Тогда я размышляла недолго. Вернее даже вовсе не думала. Доктора ещё что-то говорили о пункции, химиотерапии, поддерживающих процедурах, пересадке костного мозга, бластных клетках, сыпали малопонятной терминологией, перемежая её статистическими данными. Кажется, я продолжала улыбаться любезной улыбкой, с которой зашла в кабинет, и кивала, как игрушечная собака, которую многие водители ставят в автомобилях. А вокруг меня уже был вакуум, не пропускающий звуки, а ещё дальше - стеклянная колба, сквозь которую ничто не могло достать, причинить боль. В тот же день попрощалась с родными, справила в шикарном ресторане поминки с друзьями. А потом сняла со счёта деньги, вырученные за последнюю удачную выставку, отключила телефон, покидала в оставшийся со школьных лет рюкзак краски, кисти, самую удобную одежду и пошла на вокзал. Там села на первую попавшую электричку, не посмотрев название конечной станции.
С тех пор я редко задерживалась на одном месте более трёх дней. И не было ни дня, когда бы я не брала в руки кисть, пастель, карандаш и не превращала холст или просто лист бумаги в зеркало мира. Я оставляла эти осколки в номерах гостиниц, в комнатах частных домов, отдающихся на съём, на столиках в кафе. Это была своеобразная гонка со временем, с болезнью, убивающей тело. С каждым днём, часом, усталость наваливалась всё раньше, всё сильнее, но, рисуя, я не чувствовала слабости. Пока рука способна удерживать карандаш, я буду делать это.
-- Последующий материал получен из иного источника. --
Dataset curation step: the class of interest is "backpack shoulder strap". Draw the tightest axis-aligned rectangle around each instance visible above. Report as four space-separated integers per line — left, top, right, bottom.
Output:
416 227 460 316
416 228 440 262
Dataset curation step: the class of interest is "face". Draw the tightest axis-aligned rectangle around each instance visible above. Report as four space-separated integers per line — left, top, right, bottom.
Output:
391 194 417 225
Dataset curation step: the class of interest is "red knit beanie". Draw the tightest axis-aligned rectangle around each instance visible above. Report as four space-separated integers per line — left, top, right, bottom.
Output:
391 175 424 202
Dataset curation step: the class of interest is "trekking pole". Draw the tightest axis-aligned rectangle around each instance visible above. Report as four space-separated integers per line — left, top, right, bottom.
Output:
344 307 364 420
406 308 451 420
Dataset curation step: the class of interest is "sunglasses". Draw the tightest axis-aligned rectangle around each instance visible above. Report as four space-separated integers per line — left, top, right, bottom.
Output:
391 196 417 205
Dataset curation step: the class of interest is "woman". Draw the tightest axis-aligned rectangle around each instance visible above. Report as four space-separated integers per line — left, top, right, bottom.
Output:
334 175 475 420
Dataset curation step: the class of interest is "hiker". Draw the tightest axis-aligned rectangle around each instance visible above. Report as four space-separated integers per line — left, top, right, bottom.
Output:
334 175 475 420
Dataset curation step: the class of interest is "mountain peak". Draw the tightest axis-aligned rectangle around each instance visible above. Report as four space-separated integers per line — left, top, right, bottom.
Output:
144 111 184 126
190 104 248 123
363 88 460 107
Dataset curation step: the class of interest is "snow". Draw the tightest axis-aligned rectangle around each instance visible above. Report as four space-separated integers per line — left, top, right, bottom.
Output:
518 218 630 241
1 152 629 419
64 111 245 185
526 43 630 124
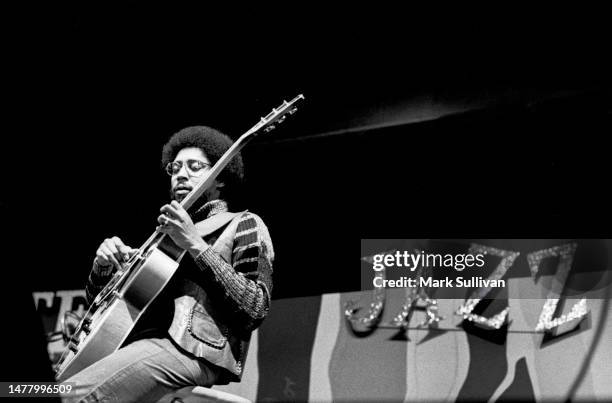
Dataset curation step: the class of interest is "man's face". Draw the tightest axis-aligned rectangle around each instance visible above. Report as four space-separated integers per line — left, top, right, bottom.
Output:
169 147 216 202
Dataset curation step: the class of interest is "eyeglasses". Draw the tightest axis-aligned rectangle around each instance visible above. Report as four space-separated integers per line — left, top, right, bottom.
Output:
165 159 211 177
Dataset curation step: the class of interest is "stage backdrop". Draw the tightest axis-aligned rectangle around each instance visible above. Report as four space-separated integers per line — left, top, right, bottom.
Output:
35 239 612 402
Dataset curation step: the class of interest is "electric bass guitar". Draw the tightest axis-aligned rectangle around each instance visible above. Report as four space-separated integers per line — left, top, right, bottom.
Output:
55 94 305 381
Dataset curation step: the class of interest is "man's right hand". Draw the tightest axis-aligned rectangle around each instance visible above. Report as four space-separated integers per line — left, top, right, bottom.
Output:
95 236 137 270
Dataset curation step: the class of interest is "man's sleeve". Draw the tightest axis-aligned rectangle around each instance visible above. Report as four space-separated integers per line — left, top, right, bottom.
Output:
194 212 274 331
85 261 116 305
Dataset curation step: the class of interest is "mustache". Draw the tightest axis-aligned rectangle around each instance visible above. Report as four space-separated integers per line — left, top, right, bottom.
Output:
169 185 190 201
173 183 193 191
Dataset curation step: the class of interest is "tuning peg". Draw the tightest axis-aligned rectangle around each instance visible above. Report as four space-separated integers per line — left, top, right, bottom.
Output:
277 115 287 124
288 107 298 115
264 125 276 132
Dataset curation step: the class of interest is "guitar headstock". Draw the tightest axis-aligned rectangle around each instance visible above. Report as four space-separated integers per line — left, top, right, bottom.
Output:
243 94 305 138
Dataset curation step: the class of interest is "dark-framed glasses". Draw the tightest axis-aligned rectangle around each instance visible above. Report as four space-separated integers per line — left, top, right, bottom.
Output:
165 159 211 177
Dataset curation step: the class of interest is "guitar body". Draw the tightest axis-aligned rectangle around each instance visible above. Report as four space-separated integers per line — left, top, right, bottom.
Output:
56 247 180 381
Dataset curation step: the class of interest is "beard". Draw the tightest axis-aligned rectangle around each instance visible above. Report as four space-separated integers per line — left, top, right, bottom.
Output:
173 192 187 203
169 187 215 212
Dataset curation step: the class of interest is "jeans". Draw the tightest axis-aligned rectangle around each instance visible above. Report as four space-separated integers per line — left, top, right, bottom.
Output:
64 337 221 403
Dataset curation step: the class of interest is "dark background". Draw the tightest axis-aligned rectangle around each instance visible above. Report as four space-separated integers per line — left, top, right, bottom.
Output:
2 6 611 301
1 4 611 383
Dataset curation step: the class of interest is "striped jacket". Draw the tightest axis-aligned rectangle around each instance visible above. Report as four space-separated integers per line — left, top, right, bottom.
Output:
85 199 274 381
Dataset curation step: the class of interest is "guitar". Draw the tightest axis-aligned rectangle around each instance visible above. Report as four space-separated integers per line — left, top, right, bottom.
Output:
55 94 305 381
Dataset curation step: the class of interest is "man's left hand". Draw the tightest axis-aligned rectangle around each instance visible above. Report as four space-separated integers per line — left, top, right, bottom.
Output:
157 201 208 256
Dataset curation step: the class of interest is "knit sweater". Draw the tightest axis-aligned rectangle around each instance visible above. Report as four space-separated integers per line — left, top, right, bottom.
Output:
85 199 274 332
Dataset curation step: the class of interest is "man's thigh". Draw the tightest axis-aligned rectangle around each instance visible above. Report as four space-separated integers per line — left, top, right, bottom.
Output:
65 337 217 403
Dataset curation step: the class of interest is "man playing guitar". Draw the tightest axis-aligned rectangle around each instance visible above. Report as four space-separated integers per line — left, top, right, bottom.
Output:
65 126 274 402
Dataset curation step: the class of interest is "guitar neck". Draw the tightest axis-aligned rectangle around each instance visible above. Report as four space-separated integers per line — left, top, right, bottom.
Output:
141 94 304 253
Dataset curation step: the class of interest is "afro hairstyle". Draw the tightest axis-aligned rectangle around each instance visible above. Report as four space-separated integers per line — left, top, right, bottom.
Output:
161 126 244 207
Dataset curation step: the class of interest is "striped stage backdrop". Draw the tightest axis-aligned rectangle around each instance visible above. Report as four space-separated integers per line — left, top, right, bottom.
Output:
213 290 612 402
35 240 612 402
34 288 612 402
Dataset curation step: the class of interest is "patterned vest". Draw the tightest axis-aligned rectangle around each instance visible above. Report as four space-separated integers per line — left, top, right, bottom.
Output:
167 212 250 382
Болезнь подкралась исподтишка, я не почувствовала её первых, слабых ещё ударов, не поняла опасности, а когда узнала, оказалась бессильна отразить её атаки. Всё началось с повышенной утомляемости, температуры, давления. Я не придала значения симптомам, слабость списала на вечные недосыпы, одержимость творчеством. Гипертония и температура выше нормы были для меня привычны. Вслед за этим я стала резко терять вес. Ерунда, думала я, сказывается нерегулярное питание. Одышка - следствие нечастых физических нагрузок. Анемия - наверное, мало пью. Бледность и нездоровый вид - много времени провожу в душной мастерской, вдыхая запах краски. Затем я почти перестала есть. Тошнота, рвота, боли в животе не способствовали повышению аппетита. Появилась ломота в суставах, боль во всём теле. Почти одновременно с этим навалились инфекционные заболевания, одно за другим. Обмороки стали обычным делом. Когда я упала без сознания посреди разговора с мамой и старшей сестрой, на полуслове, родители забили тревогу.
Деньги подходили к концу, близились холода, а тёплую одежду я не взяла - не думала, что доживу до осени. Мне дали срок от нескольких недель до пары месяцев. Я чувствовала, что подхожу к концу пути.
Я развернула простой лист формата А3 и достала из кармана угольный карандаш. Набросок был почти готов. Длинный тёмный коридор, в конце его большая дверь, украшенная множеством переплетающихся элементов, взятых из самых разных культур. В коридор просачивается сияние, дверь приоткрыта, но то, что за ней, видит лишь девушка, в нерешительности замершая на пороге. Тонкие пальцы до белизны вцепились в скобу. Её лицо скрыто взметнувшимися волосами, прорисованы лишь закушенные губы.
- Можно посмотреть?
Передо мной стояла нарядная девочка лет шести, льняные волосы под аккуратным беретиком завивались мягкими колечками. У ног девочки сидел кокер-спаниель с влажным человеческим взглядом.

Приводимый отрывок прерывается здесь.